Remember the General Slocum - NBC New York

Remember the General Slocum

On June 15, 1904, the General Slocum disaster took the lives of 1,021 in the East River



    Remember the General Slocum
    Even veteran reporters looked and wept as the tragedy of the General Slocum unfolded.

    Before the attack on the World Trade Center, this was the greatest tragedy in New York history. It happened just 108 years ago on June 15th.

     It was a beautiful, sunny morning. And down at a pier on the Lower East Side, more than a thousand passengers were boarding the excursion boat General Slocum for a trip up the East River to a picnic ground in Eaton’s Neck, Long Island. The people in this community, mainly German immigrants, had been looking forward to this event for days.

    The boat was a triple-decker wooden side paddler named after a Civil War hero. The mood was festive. The passengers, mostly women and children, carrying picnic baskets, were looking forward to a day by the sea. As flags waved in the breeze, a band played a Lutheran hymn: "A Mighty Fortress is Our God."

    "A mighty fortress is our God," the lyrics read. "A trusty shield and weapon."

    Nearly 1,400 passengers went aboard. The ship shoved off. It had steamed to a point off 125th Street when fire was discovered in a cabin on the main deck. Captain William J. Van Schaick increased the speed -- but he never explained why.

    Now, crackling flames quickly engulfed the ship. As historian Edward Ellis wrote, "boys and girls climbed deck chairs and waved frantically toward the shore. Now the encroaching flames set their clothing afire. Terrified women tried to herd the children to the stern, but the panic-stricken, screeching youngsters could not be managed."

    Some people jumped into the water and swam to shore. Others drowned. On the Manhattan shore, some people yelled at the captain to beach the vessel. He ignored their cries. Finally, he ran the boat on North Brother Island. Ellis wrote: "Floating in the water were bodies blackened and bloody, torn and seared. Veteran reporters looked and wept."

    In 40 minutes what had started as a joyful day had turned into a tragedy. The death toll was 1,021. New York was a bustling newspaper town and the headlines of that day gave some sense of the horror. The Times headline: "St. Mark’s Church Excursion Ends in Disaster in East River Close to Land and Safety."

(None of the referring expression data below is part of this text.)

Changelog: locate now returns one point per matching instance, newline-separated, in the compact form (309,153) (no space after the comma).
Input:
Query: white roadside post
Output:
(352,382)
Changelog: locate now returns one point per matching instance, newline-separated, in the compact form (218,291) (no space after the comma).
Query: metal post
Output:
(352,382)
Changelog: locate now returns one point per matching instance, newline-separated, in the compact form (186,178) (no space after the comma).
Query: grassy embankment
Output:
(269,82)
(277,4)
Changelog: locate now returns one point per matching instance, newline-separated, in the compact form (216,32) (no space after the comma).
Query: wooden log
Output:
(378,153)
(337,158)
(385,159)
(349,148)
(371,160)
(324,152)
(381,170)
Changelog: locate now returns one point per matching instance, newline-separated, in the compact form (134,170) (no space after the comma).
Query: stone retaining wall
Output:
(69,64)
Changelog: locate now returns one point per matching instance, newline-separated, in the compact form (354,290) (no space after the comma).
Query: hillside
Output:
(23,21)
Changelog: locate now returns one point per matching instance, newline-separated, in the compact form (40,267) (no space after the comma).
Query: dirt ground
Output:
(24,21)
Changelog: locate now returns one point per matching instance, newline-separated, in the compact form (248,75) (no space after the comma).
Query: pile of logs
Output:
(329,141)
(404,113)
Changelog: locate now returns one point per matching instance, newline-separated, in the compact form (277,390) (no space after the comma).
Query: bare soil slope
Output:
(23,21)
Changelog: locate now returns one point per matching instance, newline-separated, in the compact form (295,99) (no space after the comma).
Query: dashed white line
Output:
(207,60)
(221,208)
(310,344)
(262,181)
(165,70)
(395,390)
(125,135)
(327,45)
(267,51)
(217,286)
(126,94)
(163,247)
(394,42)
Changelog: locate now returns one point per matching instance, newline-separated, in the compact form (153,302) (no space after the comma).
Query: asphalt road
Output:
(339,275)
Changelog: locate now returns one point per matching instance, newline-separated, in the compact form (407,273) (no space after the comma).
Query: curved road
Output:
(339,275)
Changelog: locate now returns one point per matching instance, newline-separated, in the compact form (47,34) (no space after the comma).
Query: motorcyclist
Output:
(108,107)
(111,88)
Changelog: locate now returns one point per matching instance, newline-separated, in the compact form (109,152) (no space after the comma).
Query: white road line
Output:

    The banner in the World read: "List of Slocum’s Dead May Reach 1,000."

    At All Faiths Cemetary on Metropolitan Avenue in Queens, several hundred victims are buried, including 61 still unidentified. A few hundred people attended a memorial service there last Saturday, according to the Queens Chronicle.

    Busso von Alvensleben, the German consul general in New York told the Chronicle: "It’s extraordinary to see so many German names on tombstones. Today is a very special day. The General Slocum is far back in the mist of history, a most traumatic moment. A sense of history honors the victims and those who uphold their memory. " 

    A woman from Port Jefferson, Long Island, Anne Hanrahan, came to the ceremony to honor her great grandmother, who died in the disaster and is buried at All Faiths. She wrote her master’s thesis on the event. "I am obsessed," she told the newspaper, "with not letting this become a forgotten tragedy."

    The utter horror of that mournful day was expressed by Coroner Berry of the Bronx. He said that every dead woman brought into the temporary morgue at the Alexander Avenue station house in the Bronx wore a heavy gold wedding ring on the third finger of her left hand.

    "Wives, all of them," he said, "and mothers, too. I don’t doubt. It is the most awful sight I have ever seen."